Сестрорецкий разбушевался. Муха снова на него села.
– Фантастика есть тупик и мозговое растление, – заявил он. – Тебе что на семинаре говорили? Фантастика уводит людей с торного созидательного пути в зловонные болота эскейпизма! Ты хоть представляешь, что такое ведьма?!
– Я видел… – попытался я возразить.
– Да ничего ты не видел! – отмахнулся Сестрорецкий. – В феврале на площади жгли, ты же не пошел смотреть! А я пошел! Настоящий художник должен находиться в гуще жизни! В гуще, не на обочине. Вот ты на ведьму смотреть не пошел, а зря, тебе это полезно было бы. Пятеро здоровенных мужиков удержать не могли! У зрителей кровь через поры от ее голоса выступала, лошади падали и умирали, я в штаны наделал, вот что такое ведьма!

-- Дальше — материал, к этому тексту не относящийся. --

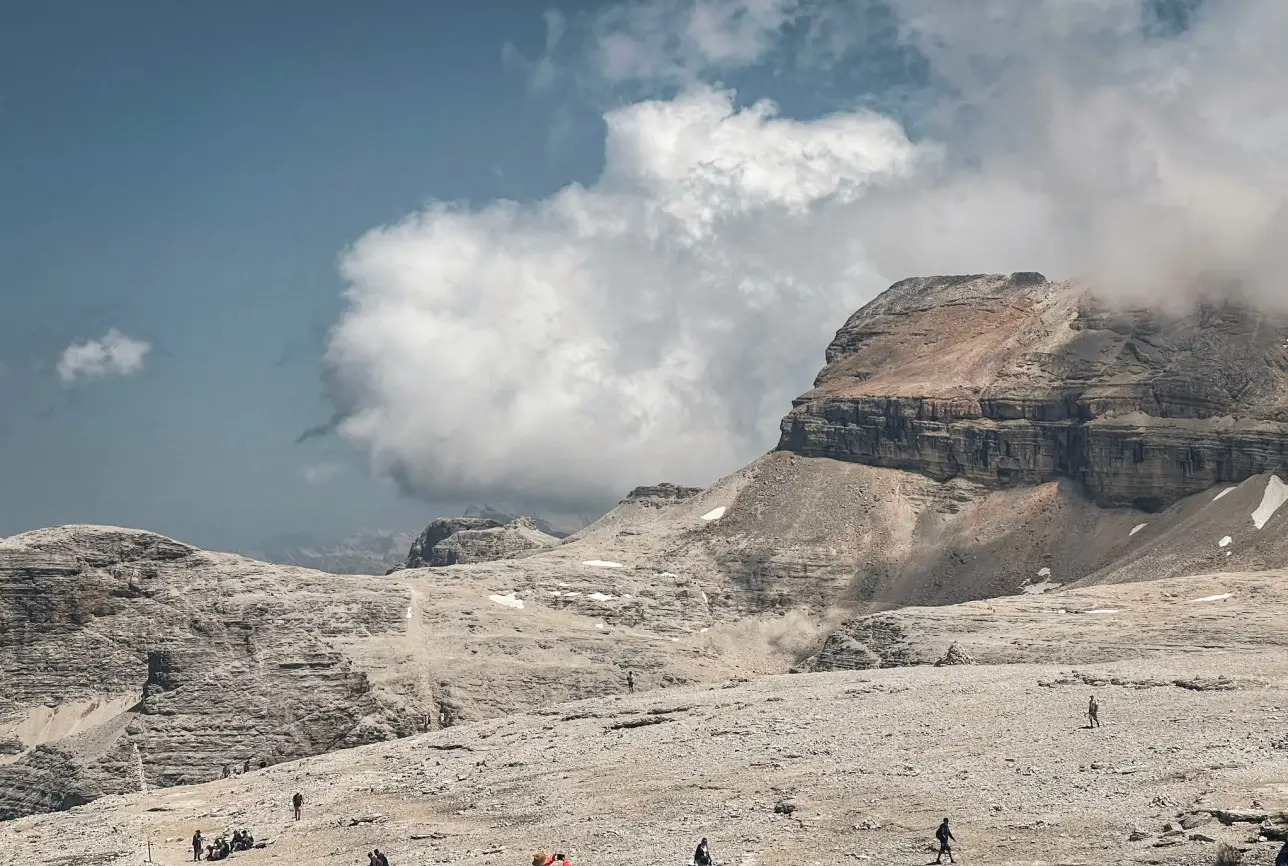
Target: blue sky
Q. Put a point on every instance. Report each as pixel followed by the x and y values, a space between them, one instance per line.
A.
pixel 189 174
pixel 533 258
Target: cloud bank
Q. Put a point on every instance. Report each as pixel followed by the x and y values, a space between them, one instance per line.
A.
pixel 113 355
pixel 656 324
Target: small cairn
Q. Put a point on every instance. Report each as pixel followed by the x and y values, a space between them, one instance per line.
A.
pixel 955 656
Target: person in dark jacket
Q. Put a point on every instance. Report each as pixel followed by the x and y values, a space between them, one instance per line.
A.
pixel 944 835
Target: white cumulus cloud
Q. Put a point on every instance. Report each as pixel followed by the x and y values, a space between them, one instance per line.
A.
pixel 651 326
pixel 111 355
pixel 656 324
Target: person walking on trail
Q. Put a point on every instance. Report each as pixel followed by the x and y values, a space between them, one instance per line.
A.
pixel 946 837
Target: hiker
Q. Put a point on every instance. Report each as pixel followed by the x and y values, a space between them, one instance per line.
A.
pixel 944 835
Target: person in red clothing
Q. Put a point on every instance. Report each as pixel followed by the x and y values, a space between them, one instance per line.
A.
pixel 542 858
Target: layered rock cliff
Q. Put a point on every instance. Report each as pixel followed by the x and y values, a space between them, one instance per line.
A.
pixel 461 540
pixel 1007 380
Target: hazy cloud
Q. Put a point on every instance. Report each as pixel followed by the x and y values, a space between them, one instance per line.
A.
pixel 112 355
pixel 321 473
pixel 541 72
pixel 656 324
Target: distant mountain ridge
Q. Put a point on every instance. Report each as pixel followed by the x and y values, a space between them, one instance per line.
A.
pixel 371 552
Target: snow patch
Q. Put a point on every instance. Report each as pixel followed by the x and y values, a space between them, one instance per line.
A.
pixel 508 599
pixel 1274 498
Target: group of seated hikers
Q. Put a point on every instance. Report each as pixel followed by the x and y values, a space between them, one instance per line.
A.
pixel 701 857
pixel 223 847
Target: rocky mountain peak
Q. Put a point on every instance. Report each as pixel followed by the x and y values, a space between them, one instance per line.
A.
pixel 1010 380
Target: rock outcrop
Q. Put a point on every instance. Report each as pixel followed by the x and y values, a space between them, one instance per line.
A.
pixel 130 659
pixel 116 639
pixel 460 540
pixel 1015 380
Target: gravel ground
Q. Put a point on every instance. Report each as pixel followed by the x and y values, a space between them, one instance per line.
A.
pixel 821 768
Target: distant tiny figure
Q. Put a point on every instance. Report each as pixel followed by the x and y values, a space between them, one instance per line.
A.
pixel 944 835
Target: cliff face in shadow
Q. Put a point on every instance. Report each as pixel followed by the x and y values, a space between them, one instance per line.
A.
pixel 1009 380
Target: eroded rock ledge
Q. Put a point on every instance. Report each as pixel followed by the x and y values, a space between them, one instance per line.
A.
pixel 1015 380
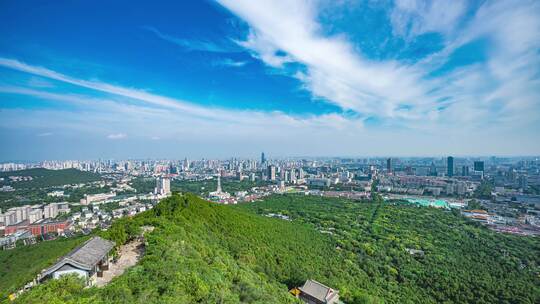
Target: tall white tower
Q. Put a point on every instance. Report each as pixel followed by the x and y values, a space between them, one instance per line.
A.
pixel 219 184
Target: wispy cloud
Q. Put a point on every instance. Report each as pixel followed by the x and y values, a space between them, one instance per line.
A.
pixel 116 136
pixel 337 72
pixel 227 62
pixel 193 44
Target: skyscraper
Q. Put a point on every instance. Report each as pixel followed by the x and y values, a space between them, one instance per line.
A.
pixel 163 186
pixel 271 173
pixel 479 166
pixel 450 166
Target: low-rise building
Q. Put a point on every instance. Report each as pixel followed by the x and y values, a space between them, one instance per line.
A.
pixel 87 261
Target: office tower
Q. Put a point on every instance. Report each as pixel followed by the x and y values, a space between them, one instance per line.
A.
pixel 163 186
pixel 271 173
pixel 218 190
pixel 479 166
pixel 450 166
pixel 301 173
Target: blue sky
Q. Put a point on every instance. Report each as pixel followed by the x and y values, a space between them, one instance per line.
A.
pixel 102 79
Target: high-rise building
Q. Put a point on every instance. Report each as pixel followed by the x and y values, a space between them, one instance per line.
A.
pixel 271 174
pixel 163 186
pixel 450 166
pixel 479 166
pixel 218 190
pixel 50 211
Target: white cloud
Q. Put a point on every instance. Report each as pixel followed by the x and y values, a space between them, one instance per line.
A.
pixel 227 62
pixel 116 136
pixel 287 31
pixel 415 17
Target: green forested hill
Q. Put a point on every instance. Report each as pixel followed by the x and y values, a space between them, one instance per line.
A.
pixel 48 178
pixel 206 253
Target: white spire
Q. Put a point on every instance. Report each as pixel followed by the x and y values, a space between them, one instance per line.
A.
pixel 219 183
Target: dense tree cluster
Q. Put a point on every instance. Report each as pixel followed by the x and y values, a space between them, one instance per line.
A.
pixel 201 252
pixel 42 178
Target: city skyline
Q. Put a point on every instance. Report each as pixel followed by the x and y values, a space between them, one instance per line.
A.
pixel 291 78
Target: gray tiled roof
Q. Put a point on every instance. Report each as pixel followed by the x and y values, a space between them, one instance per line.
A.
pixel 91 252
pixel 318 291
pixel 85 257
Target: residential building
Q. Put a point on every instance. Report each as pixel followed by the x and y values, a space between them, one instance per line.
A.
pixel 87 261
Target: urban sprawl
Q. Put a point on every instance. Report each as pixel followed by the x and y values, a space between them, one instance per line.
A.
pixel 502 193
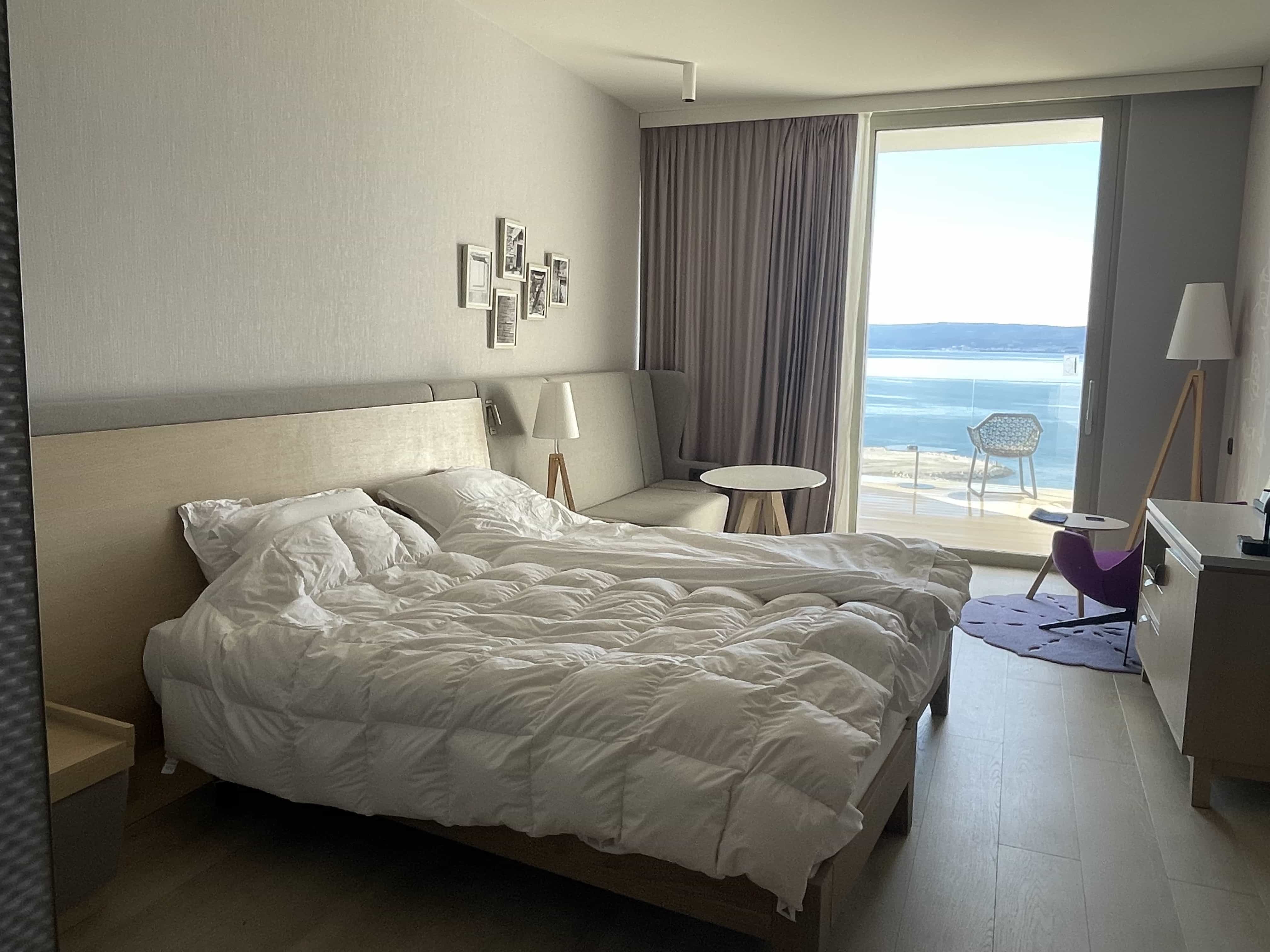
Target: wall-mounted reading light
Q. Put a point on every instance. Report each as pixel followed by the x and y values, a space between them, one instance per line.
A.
pixel 690 83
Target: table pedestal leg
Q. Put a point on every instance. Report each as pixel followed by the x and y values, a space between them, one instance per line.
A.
pixel 763 513
pixel 1041 575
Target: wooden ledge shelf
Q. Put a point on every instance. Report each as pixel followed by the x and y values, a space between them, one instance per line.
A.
pixel 83 749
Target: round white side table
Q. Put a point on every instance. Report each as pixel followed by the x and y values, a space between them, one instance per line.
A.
pixel 763 507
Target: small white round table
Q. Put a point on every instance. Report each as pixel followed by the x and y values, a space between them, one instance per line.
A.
pixel 763 507
pixel 1081 522
pixel 918 450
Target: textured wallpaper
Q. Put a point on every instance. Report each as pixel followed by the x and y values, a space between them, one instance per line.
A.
pixel 242 195
pixel 1248 408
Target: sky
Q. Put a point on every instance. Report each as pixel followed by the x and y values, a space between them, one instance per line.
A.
pixel 1001 235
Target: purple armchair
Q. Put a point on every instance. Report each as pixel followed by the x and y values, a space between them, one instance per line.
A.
pixel 1110 578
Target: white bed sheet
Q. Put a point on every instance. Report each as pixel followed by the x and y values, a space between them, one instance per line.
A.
pixel 726 728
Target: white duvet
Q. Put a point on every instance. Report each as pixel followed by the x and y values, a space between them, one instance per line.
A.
pixel 712 710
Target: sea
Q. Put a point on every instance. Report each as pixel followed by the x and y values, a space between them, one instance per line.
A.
pixel 931 397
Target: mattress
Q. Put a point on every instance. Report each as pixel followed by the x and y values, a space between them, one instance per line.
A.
pixel 892 727
pixel 712 722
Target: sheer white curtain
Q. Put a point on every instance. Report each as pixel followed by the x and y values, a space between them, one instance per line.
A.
pixel 855 332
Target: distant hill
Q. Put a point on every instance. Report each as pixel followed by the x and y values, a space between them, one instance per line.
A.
pixel 1014 338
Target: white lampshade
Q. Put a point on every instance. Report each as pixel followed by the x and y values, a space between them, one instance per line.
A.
pixel 1203 329
pixel 556 418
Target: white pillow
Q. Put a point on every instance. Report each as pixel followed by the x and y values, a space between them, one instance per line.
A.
pixel 201 521
pixel 252 527
pixel 215 526
pixel 435 501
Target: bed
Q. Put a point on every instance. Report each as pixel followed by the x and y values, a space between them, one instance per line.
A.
pixel 364 577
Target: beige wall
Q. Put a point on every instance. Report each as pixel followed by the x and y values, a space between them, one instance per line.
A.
pixel 241 195
pixel 1248 408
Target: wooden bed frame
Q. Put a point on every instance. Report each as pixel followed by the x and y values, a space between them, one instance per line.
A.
pixel 113 564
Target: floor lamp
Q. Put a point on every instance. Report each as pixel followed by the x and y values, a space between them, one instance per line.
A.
pixel 1202 333
pixel 557 421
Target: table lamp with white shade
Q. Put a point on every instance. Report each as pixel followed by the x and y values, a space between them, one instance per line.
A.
pixel 557 421
pixel 1202 333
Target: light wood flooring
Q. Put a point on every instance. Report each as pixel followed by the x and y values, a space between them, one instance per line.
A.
pixel 1052 814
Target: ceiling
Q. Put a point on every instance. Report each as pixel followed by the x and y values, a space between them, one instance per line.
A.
pixel 758 51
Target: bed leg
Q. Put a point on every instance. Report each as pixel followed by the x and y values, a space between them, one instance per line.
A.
pixel 811 931
pixel 901 819
pixel 940 700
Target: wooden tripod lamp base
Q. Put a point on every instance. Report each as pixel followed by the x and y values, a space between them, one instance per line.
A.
pixel 557 468
pixel 1194 386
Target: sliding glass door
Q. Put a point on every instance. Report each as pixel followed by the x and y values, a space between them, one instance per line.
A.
pixel 987 273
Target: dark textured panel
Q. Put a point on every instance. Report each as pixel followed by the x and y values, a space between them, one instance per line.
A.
pixel 26 880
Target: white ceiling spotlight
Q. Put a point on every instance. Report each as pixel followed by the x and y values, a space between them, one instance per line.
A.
pixel 690 83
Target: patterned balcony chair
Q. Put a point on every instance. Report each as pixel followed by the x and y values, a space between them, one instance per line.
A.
pixel 1009 436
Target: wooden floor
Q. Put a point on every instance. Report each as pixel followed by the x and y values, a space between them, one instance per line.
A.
pixel 1051 814
pixel 958 520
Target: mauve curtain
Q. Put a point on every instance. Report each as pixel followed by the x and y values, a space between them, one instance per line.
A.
pixel 745 289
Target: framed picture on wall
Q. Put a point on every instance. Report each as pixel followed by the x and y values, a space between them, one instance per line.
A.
pixel 511 249
pixel 503 316
pixel 559 266
pixel 536 292
pixel 478 277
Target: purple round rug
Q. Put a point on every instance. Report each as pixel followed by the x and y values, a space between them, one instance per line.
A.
pixel 1013 622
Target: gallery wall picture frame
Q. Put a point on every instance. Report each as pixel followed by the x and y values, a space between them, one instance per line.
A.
pixel 512 238
pixel 559 266
pixel 478 277
pixel 536 291
pixel 503 318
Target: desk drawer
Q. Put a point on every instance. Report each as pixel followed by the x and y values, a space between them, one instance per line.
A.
pixel 1166 626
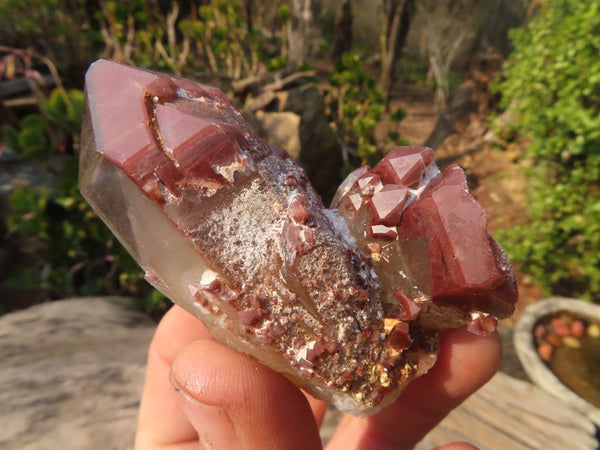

Сестрорецкий вытянул ноги, положил их на табуретку. Взял мою тетрадку, свернул в трубку, убил ею настырную муху.
– Лучше бы статусов еще написал, – сказал он мне. – Статусы хорошо разбирают, а этот твой рассказ… Кому сейчас нужны рассказы?
С улицы налетел ветер, в открытые окна ударила пыль, под потолком взметнулись и опали оранжевые вихри. Труп мухи сдуло на пол.
Я чихнул.
Мы сидели в будке на краю торговой площади, немного дежурили. Мы тут каждый день дежурим по очереди, летняя творческая практика. В этом году на площади вот сидим, а на следующем курсе в разъезд отправимся, в поля. Макарьев – городок маленький, но летом тут торговля. Ярмарки часто и вообще. Народу много, заказов тоже много, не голодаем. Дежурим по двое всегда, поэт и прозаик. Поэт обычно по поздравлениям, прозаики по болезням, в Макарьеве часто ноготь врастает, люди мучаются, ненавидят каждого встречного-поперечного, отсюда порча. Порчи много, отписываем помаленьку.
Статусы продаем. Статусы короткие, их можно и наизусть запоминать. Работа и труд все перетрут. Видит око, да глаз неймет. Будь здоров, паси коров. Народная мудрость.
– Ведьму нельзя вычитать, – со знанием дела повторил Сестрорецкий. – Исправить ведьму может только хороший костер. Или осиновый кол. Или голову отрубить. Никакие стихи не могут.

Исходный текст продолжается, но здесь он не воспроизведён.